Marni berpesan seperti itu karena Marno sering lupa. Apalagi ini baru kali kedua.  

"Ya,  rumahnya bercat coklat dan sebelah kanan ada garasi. Nanti saya telepon Tarjo kalau sudah dekat."

Sepeda motor mulai melaju setelah ia berpamitan dengan istrinya. Hatinya berbunga-bunga karena ia akan bertemu temannya dan keinginannya punya burung murai bisa terwujud. Tak mudah mendapatkan burung itu. Biasanya burung itu dijual dengan harga lumayan mahal. Ia bersyukur tidak disuruh beli.

Marno bersiul-siul sambil mengendarai sepeda motor. Ia memilih jalan kampung yang sepi dekat dengan  persawahan. Aroma padi yang menguar menyentuh hidung. Ia pun ingat kala kecil sering diajak neneknya memanen padi,  suka ikutan menginjak -injak batang padi. Kenangan masa lalu menjadikan ia bersyukur karena merasa lebih baik dari zaman dulu.

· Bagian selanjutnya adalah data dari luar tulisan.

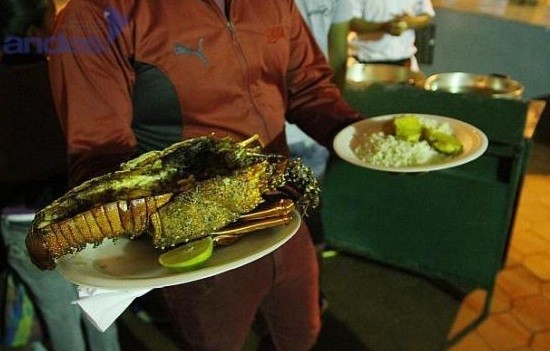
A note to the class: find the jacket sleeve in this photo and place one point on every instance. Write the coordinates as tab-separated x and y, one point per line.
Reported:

Tak terasa lelaki yang berkulit hitam ini sudah masuk gang kenanga.  Berarti sudah dekat dengan rumah Tarjo.
Ia pun berhenti lalu mengambil HP dari kantong celananya.

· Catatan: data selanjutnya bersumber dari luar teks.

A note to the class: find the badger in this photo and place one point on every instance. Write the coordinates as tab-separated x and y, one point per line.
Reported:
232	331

"Asalamualaikum, Tarjo aku sudah otw ini," ucap Marno dalam telepon.

"Ya, sudah hafal rumahku to?"

"Oke, sudah dong," jawab Marno mantap.

Ia tahu sebenarnya tinggal beberapa rumah sudah sampai rumah Tarjo. Namun, ia mengatakan  otw yang berarti baru berangkat.

Marno ingin buat kejutan pada teman SMA itu. Tarjo pasti terkejut karena bilang Otw kok tahu-tahu sudah di depan rumahnya. Kejutan ini pasti akan seru. Marno yang berbadan kurus tinggi ini senyum-senyum sendiri.

Perlahan distarter lagi sepeda motornya.  Ia pun langsung bisa melihat rumah Tarjo. Dibelokkan sepeda motornya ke kanan menuju rumah bercat coklat.

"Alhamdulillah sudah sampai, pasti Tarjo akan kaget akan kedatanganku yang cepat ini," gumam Marno lalu memarkir sepeda motor.

Ia pun senang karena sudah sampai di depan pintu rumah Tarjo. Walaupun rumah sepi, ia yakin Tarjo di rumah karena baru saja ia telepon. Marno mengetuk pintu sambil berkaca di jendela kaca sebelah pintu. Ia rapikan rambut cepaknya dengan jari-jari tangan kanan.

Berulang kali ia ketuk pintu jati yang banyak tertempel stiker.

"Asalamualaikum, Tarjo, aku sudah di depan pintu!" Marno terus mengucap  salam dan berusaha mengintip lewat kaca jendela. Dilihatnya ruang tamu sepi. Tak ada tanda-tanda kehidupan. Hatinya sedikit galau. Ia pun mengulangi dengan memanggil teman SMA itu. Namun, tak ada sahutan dari rumah. Ia pun memutuskan untuk menelepon.

"Tuttt!"

Sampai enam kali panggilan tak ada jawaban. Nada berdering. Itu artinya HP Tarjo aktif. Ya ditunggu sajalah. Lelaki tersebut memilih duduk-duduk di kursi panjang sambil menunggu dibukakan pintu. Ia heran, lima menit lalu HP Tarjo aktif. Namun, mengapa seketika hilang kontak.

Tak terasa ia sudah menunggu selama empat jam. Lumayan lama. Bagi Marno, Tarjo tertidur. Ia pun enggan bertanya kepada tetangga karena Tarjo mengatakan di rumah. Sesekali ada orang lewat di depan rumah bercat coklat itu dan tak ada yang menyapa. Ia pun asyik bermain game.

Tiba-tiba HP berbunyi keras. Marno langsung berdiri.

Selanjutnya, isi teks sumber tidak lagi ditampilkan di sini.